[ClusterLabs] Antw: Failover due to intermittent network partition.

Fri Aug 11 07:49:55 UTC 2017

>>> neeraj ch <nwarriorch at gmail.com> schrieb am 10.08.2017 um 00:04 in Nachricht
<CAKvLDn6jUVtWUQjVw-hPm7JCDU+MwUPpgbOSfFxRgsGdWBpkww at mail.gmail.com>:
> Hello,
> 
> I have a three node pacemaker cluster running using the Master Slave
> primitive. Its an asymmetric cluster with one node running as master and
> the other one as slave, the third one serving as a quoram node.
> 
> Our DC has frequent network issues. One thing, in particular, is the master
> partition that happens occasionally.
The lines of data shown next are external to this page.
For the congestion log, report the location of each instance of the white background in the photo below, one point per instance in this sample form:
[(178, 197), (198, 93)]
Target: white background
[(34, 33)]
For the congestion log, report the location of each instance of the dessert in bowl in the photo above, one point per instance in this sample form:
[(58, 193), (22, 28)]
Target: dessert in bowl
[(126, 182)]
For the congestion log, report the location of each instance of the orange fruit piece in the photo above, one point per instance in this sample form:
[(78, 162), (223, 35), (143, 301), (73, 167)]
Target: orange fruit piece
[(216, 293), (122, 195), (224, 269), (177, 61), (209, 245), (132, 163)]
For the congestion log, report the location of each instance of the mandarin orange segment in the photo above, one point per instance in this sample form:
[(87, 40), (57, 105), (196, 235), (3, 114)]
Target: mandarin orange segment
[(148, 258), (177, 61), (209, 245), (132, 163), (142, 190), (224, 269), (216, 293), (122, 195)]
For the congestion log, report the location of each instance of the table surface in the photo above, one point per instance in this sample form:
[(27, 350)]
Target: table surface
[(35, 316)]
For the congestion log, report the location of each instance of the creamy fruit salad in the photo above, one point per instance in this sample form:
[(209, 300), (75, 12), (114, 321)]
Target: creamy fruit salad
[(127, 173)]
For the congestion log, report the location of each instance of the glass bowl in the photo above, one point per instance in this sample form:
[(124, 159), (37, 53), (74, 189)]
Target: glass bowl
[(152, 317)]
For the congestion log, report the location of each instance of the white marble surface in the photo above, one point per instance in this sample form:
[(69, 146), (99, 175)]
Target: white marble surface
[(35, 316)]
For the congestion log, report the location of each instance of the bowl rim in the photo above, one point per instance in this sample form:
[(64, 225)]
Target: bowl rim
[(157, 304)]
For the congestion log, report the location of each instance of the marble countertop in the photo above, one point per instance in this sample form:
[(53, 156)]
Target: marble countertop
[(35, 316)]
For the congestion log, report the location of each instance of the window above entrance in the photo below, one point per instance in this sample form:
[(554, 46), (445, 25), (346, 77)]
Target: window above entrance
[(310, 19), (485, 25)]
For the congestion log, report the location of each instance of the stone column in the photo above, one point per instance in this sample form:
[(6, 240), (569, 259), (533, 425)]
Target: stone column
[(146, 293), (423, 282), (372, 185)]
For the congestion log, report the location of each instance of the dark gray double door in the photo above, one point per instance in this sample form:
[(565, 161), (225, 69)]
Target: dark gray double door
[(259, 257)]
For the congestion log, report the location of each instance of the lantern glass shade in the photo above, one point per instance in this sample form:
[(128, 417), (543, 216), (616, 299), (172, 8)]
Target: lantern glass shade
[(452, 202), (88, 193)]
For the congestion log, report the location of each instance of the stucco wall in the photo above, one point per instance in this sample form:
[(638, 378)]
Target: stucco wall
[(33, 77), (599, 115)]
The partition usually occurs for 5-6
> seconds but still, the resource on the node is stopped and a new master
> election happens.
> 
> Is there a way to delay the election say 10 - 15 seconds before considering
> quoram loss ?

Hi!

Good question, but unfortunately I don't know the answer.
When I started with pacemaker I thought there would be such a setting (ignore any network problems less than x seconds at the cluster level (RAs may do something different)), but didn't fnd one.
Here in out environment, reacting to network problems shorter than about 30 seconds makes no sense at all, because any resource operation will definitely exceed that time anyway...

Regards,
Ulrich

> 
> Of reference, I am using pacemaker 1.14 with corosync.
> 
> 
> Thank you